Si alguien golpeara a un desconocido, tendría una sanción inmediata y, según los efectos, podría ser muy dura. Sin embargo, cuando un violento golpea a una mujer hay tolerancia legal y a menudo social, indican Jacobson y Gottman. Dictarle exclusión es tolerancia, no hacer caso a denuncias es tolerancia, pensar que es un enfermo que necesita tratamiento psicoterapéutico es tolerancia. Tolerancia de lo intolerable. Acaso porque, aun en mentes supuestamente evolucionadas, subyace la idea oscuramente machista de que una mujer agredida provocó de algún modo (palabra, vestimenta, gestos) a su agresor o asesino. Mientras se piense que esta violencia es “de otro tipo” o que es menos grave que la sufrida por cualquier persona a manos de un ladrón, un asesino o un psicópata cualquiera, más mujeres morirán a manos no de desconocidos, sino de maridos, novios, ex novios o ex maridos, como bien señalan Jacobson y Gottman.

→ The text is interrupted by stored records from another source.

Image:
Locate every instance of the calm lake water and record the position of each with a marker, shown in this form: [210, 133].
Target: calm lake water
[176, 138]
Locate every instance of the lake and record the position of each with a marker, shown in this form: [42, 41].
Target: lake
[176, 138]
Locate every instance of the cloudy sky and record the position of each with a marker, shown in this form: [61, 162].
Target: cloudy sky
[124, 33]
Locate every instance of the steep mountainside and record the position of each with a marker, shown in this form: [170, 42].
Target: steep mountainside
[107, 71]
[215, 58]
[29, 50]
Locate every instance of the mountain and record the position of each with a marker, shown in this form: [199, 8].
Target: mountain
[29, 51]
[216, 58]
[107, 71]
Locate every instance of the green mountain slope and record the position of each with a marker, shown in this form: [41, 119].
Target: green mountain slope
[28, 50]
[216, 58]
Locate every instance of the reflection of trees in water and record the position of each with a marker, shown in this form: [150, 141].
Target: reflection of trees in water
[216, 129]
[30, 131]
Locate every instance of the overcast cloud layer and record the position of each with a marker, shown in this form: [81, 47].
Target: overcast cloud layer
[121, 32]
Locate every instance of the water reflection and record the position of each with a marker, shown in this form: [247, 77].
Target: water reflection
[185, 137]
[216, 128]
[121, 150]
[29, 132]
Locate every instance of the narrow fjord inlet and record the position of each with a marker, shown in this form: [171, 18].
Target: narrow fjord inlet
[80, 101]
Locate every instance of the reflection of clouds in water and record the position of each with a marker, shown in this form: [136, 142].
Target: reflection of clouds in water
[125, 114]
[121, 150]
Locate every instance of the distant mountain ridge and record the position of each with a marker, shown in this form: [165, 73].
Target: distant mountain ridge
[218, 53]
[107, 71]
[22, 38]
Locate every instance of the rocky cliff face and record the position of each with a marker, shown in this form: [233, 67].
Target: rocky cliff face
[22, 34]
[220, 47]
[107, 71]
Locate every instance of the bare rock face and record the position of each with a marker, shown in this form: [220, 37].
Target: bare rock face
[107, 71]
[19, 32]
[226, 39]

Muchos femicidas se gradúan de tales tras haber llegado a la conclusión de que no serían castigados o recibirían castigos leves. Lo aprendieron de la experiencia, abonada por la desidia legal, política y policial, por la indiferencia social, por la protección (voluntaria o no) familiar. Son, en fin, el producto trágico y extremo de una cultura y una sociedad en las que la violencia y la anomia se naturalizaron y recorren, sin discriminar, todas las capas sociales. En algunas aparecen sin velos; en otras se disimulan mejor.